Dans mon dernier livre aux Editions Packt Publishing (https://www.amazon.com/dp/1835085660), j'explique comment concevoir un Système d'Information en l'alignant au maximum sur le métier, de façon à le rendre évolutif. Je pars de notions de stratégies digitales et, comme j'aime bien démontrer de façon pratique les avantages de cette méthode, une grande partie du livre est consacrée à monter de toutes pièces un mini-SI exemple, qui utilise des services externes (Keycloak, Alfresco, RabbitMQ, MongoDB, etc.) ainsi que d'autres développés en .NET.

Le résultat est une application, ou plutôt un ensemble de services constituant un Si réduit, que vous pouvez trouver sur https://github.com/PacktPublishing/Enterprise-Architecture-with-.NET. De façon à simplifier au maximum le lien entre le code et le livre, le code des services est fortement simplifié (alors que l'architecture, elle, est la plus alignée possible avec les concepts de découplage et de modularisation qui sont mis en avant dans le livre).
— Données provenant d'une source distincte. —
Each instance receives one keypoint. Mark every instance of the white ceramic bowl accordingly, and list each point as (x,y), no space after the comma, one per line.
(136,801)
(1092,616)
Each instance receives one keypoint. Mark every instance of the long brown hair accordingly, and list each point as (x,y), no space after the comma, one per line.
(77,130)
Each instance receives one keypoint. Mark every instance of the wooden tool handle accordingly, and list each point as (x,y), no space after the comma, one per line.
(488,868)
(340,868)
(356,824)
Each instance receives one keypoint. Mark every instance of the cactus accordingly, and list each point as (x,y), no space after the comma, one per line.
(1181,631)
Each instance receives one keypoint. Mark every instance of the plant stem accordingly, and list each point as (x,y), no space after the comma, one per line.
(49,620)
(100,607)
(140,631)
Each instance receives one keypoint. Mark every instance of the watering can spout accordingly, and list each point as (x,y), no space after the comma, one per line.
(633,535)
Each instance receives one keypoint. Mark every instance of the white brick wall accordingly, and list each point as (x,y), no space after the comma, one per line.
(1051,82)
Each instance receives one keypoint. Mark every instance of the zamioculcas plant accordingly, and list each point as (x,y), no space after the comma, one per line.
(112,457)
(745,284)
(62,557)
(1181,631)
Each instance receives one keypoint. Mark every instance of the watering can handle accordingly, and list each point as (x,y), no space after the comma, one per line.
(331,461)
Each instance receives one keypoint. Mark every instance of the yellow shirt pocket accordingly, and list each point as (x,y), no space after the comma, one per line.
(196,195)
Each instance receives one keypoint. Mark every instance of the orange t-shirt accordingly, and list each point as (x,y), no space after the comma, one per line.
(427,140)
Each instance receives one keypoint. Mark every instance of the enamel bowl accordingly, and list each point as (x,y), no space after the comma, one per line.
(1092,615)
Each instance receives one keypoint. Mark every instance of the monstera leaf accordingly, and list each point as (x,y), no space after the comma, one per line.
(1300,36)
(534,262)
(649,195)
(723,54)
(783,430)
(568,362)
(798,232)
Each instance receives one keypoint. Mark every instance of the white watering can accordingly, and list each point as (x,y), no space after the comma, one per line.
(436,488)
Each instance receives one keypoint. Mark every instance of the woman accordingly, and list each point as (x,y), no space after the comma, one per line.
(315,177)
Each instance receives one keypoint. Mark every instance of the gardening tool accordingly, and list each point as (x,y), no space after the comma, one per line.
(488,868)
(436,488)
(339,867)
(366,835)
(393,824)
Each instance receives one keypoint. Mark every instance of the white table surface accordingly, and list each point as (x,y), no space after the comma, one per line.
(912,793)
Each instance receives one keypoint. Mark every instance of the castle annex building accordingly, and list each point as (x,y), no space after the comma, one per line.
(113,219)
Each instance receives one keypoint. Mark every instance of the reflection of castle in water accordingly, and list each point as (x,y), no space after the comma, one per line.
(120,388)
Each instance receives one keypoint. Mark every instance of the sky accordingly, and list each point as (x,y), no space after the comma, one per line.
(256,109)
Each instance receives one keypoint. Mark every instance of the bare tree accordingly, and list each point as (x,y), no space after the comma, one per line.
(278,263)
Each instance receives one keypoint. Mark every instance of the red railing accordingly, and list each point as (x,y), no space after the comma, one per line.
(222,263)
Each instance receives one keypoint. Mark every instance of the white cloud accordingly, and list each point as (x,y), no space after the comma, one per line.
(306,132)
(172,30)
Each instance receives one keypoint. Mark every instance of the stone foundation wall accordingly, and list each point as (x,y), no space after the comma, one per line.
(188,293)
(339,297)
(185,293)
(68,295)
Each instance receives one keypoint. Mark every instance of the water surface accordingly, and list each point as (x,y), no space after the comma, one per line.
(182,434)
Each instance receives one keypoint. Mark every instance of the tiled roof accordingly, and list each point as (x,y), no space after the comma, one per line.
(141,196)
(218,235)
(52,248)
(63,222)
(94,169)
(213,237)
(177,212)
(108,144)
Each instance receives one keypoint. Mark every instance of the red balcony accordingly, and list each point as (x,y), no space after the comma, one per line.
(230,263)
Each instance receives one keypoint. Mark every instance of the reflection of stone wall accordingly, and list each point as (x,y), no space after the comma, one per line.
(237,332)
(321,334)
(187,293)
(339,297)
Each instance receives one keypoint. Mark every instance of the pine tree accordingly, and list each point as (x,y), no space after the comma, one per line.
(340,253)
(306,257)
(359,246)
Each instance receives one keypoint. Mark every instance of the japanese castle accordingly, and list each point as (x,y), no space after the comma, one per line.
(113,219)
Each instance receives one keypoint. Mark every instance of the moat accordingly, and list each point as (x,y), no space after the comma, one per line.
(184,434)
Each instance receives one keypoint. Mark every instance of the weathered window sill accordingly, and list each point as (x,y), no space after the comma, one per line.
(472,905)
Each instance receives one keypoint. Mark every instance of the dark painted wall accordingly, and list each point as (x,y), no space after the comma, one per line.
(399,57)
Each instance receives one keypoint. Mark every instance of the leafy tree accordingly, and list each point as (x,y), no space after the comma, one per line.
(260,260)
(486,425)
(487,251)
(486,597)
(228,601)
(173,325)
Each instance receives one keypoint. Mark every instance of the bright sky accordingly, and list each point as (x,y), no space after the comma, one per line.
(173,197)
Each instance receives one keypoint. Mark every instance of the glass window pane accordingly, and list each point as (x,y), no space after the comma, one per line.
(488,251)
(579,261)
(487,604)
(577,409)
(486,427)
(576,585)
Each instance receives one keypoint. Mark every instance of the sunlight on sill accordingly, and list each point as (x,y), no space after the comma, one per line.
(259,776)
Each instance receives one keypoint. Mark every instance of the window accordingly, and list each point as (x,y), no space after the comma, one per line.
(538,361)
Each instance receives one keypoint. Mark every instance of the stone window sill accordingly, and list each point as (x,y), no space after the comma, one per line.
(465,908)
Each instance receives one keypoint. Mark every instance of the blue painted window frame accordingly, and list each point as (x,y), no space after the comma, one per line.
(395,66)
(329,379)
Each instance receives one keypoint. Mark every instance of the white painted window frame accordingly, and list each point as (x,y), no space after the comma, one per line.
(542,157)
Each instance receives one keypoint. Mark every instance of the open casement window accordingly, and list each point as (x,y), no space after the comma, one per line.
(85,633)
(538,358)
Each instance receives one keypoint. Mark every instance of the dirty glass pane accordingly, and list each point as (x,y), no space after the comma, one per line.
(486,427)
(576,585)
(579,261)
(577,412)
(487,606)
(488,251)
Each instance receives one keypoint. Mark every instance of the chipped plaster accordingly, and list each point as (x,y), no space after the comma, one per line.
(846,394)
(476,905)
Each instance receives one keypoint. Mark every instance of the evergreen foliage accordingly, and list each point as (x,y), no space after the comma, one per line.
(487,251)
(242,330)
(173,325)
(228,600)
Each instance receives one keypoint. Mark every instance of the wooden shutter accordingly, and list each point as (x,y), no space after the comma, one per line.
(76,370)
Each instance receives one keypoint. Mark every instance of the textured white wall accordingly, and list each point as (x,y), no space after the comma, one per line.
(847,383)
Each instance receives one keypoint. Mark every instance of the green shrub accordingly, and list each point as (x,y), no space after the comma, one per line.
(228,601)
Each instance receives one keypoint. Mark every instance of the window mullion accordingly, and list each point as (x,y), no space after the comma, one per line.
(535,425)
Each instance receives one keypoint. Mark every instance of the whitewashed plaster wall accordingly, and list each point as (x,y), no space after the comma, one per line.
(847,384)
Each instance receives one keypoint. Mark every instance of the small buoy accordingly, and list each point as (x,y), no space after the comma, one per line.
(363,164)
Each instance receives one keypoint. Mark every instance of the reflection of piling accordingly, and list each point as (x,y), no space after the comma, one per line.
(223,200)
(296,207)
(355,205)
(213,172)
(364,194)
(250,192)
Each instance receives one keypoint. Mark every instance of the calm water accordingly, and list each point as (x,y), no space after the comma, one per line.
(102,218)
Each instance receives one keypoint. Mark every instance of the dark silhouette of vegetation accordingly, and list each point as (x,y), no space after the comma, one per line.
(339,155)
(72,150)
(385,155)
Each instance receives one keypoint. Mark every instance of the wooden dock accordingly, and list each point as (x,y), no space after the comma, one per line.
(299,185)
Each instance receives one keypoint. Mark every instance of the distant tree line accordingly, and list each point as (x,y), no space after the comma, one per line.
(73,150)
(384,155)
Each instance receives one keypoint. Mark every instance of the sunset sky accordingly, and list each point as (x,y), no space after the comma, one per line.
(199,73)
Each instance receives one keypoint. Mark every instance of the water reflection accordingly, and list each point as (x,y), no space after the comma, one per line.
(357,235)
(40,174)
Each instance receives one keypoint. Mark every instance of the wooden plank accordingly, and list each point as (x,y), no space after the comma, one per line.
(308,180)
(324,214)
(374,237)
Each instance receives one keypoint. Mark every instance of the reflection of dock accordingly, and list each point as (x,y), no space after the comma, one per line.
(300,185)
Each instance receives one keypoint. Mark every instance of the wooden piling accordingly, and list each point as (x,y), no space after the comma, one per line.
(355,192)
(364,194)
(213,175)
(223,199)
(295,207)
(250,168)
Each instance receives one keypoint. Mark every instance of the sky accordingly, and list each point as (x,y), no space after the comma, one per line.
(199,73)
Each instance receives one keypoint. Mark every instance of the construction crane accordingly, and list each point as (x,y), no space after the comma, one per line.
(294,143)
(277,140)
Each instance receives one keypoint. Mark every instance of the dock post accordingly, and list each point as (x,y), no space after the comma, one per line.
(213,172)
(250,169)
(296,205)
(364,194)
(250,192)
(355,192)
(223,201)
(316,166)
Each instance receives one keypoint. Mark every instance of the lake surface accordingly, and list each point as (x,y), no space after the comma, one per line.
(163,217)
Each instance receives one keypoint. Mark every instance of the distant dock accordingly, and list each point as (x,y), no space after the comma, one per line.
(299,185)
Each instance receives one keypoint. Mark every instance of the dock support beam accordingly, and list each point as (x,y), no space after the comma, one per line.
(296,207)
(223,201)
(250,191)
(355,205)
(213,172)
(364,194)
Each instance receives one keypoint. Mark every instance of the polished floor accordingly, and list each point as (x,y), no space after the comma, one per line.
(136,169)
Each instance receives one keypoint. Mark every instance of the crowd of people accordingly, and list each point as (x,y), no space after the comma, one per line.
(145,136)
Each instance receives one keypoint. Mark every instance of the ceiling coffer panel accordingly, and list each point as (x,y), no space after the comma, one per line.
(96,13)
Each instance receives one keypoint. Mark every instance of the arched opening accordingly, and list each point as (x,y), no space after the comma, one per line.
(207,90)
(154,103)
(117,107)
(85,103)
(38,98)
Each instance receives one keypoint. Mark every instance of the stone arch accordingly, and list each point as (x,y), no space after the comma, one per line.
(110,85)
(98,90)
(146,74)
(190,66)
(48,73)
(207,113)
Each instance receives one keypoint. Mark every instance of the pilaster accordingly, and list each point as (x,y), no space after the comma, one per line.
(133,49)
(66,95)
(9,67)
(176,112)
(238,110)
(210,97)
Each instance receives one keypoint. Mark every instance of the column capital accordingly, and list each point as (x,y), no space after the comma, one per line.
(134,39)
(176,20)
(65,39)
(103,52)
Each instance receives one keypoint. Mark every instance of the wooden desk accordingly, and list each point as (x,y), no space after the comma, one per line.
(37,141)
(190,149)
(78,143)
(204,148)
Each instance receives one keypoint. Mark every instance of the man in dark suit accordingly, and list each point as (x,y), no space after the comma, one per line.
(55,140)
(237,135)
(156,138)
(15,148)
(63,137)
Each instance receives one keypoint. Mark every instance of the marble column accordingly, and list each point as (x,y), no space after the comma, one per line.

Cette simplification a bien sûr un coût en termes de dette technique. Par exemple, les URL sont codées en dur. Ce n'est pas le plus grave car la gestion par service de Docker Compose lève une bonne partie du problème. Mais aucun des services introduits ne l'est en utilisant l'injection, ce qui est plus gênant. De même, certaines classes pourtant communes n'ont pas été partagées, alors qu'elles relèvent de contrats fonctionnels pour les API et auraient donc pu l'être.

Objectifs

Comment objectiver la situation et proposer des solutions ? Il existe une branche v1.0 qui permet de garder l'application telle quelle en lien avec le livre, mais des évolutions seront portées sur la branche main pour lever les manques les plus criants en termes de code. Des TODO ont été placés dans le code et certaines limitations volontaires ont été expliquées ci-dessus, mais d'autres existent très certainement.

Comment les trouver ? NDepend, bien sûr ! Le couteau-suisse de l'architecte logiciel sera le parfait outil pour retrouver les caractéristiques architecturales de l'ensemble du système, mais aussi avoir un oeil critique sur celles-ci ainsi que sur le code d'implémentation des différents services compose ce dernier.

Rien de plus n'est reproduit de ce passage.